The record had already been considered as a possible "reunion song" for the Beatles back in 1995 while they were creating their career-spanning Anthology series. Sir Paul received the demo a year earlier from Lennon’s widow, Yoko Ono.
The tune was one of several songs on a cassette labelled "For Paul" that Lennon made before his death in 1980. The tracks were mostly recorded onto a boombox while Lennon was in his apartment in New York.
Cleaned up by producer Jeff Lynne, two of those songs, Free As A Bird and Real Love, were produced by Jeff Lynne. The records were completed and released in 1995 and 1996, marking the Beatles’ first "new" material in 25 years.
The Beatles also attempted to record ‘Now And Then’. However, the session was quickly abandoned.
Lynne said: "It was one day - one afternoon, really - messing with it.
"The song had a chorus but is almost totally lacking in verses. We did the backing track, a rough go that we really didn’t finish."
Sir Paul later said George Harrison declared the song as "rubbish" and refused to work on it.
"It didn’t have a very good title, it needed a bit of reworking, but it had a beautiful verse and it had John singing it," he told Q Magazine.
"[But] George didn’t like it. The Beatles being a democracy, we didn’t do it."
Talking about the AI record, Sir Paul told Radio 4’s Martha Kearney: "He [Jackson] was able to extricate John’s voice from a ropey little bit of cassette," Sir Paul told Radio 4’s Martha Kearney.
"We had John’s voice and a piano and he could separate them with AI. They tell the machine, ‘That’s the voice. This is a guitar. Lose the guitar’.
"So when we came to make what will be the last Beatles’ record, it was a demo that John had [and] we were able to take John’s voice and get it pure through this AI.
"Then we can mix the record, as you would normally do.
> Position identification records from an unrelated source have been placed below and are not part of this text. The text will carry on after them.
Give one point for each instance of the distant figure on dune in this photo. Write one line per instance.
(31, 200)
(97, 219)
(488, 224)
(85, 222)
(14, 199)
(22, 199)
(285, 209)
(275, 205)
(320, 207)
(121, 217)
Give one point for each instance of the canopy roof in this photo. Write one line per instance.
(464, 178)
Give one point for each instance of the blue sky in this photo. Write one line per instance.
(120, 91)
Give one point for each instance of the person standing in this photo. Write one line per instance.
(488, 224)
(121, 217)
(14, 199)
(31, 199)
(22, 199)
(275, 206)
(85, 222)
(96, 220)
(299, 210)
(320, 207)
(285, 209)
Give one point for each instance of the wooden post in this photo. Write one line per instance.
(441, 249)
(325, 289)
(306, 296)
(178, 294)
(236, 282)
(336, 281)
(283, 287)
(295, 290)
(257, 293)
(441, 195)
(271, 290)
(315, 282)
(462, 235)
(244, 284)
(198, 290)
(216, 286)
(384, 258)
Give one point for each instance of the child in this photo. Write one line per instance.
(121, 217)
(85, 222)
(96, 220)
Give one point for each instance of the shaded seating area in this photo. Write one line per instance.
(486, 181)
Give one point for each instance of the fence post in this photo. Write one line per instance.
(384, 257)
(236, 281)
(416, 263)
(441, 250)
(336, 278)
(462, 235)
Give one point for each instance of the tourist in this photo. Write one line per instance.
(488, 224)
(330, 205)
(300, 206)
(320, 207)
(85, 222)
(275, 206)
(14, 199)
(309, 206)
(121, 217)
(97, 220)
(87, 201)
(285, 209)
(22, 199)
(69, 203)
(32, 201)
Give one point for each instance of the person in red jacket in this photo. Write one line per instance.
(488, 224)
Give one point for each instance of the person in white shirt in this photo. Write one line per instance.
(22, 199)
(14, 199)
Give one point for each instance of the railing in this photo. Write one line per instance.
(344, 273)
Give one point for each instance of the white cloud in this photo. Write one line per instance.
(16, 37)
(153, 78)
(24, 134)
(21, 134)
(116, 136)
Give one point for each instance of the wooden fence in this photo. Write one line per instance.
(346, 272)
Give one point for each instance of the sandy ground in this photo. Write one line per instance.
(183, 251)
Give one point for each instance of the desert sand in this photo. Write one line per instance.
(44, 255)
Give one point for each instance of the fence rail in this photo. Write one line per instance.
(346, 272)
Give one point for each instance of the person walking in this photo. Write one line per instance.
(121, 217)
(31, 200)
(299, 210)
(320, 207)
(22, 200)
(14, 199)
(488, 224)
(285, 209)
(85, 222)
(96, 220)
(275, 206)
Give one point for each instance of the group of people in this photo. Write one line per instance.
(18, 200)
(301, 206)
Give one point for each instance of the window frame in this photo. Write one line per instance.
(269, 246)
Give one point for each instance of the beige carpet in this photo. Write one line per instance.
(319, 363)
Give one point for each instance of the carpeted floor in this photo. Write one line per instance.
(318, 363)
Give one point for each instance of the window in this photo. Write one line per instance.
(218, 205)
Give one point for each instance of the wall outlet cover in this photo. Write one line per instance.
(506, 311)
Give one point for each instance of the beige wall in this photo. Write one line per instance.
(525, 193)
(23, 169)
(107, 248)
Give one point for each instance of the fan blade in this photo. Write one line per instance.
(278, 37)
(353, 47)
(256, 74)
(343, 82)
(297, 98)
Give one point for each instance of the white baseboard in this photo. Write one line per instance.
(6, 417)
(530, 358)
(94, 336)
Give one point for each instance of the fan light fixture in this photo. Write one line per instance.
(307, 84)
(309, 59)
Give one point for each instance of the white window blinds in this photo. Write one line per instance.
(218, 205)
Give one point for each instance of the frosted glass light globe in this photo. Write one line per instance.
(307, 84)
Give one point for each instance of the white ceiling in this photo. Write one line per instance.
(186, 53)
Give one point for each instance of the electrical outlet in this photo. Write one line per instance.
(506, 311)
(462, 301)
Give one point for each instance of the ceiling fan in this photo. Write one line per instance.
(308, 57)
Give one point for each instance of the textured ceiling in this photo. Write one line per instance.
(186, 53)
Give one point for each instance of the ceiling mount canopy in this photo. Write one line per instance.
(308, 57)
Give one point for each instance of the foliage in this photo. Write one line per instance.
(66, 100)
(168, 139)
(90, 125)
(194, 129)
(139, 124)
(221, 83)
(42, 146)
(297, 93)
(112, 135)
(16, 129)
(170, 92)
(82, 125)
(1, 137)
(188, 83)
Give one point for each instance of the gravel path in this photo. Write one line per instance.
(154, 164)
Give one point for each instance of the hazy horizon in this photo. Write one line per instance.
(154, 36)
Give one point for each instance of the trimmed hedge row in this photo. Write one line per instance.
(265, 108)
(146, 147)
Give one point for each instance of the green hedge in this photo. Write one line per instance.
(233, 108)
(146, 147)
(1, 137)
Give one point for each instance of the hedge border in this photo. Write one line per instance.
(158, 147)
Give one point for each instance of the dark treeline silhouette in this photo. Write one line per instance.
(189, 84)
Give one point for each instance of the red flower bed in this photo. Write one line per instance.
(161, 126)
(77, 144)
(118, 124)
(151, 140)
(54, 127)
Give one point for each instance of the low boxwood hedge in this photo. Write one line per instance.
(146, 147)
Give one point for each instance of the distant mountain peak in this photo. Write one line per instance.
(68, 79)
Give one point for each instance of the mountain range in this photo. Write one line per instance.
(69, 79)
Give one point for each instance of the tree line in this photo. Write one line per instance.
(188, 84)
So it gives you some sort of leeway."
The musician then went on to admit other applications of AI gave him cause for concern. He explained: "I’m not on the internet that much [but] people will say to me, ‘Oh, yeah, there’s a track where John’s singing one of my songs’, and it’s just AI, you know?
"It’s kind of scary but exciting, because it’s the future. We’ll just have to see where that leads."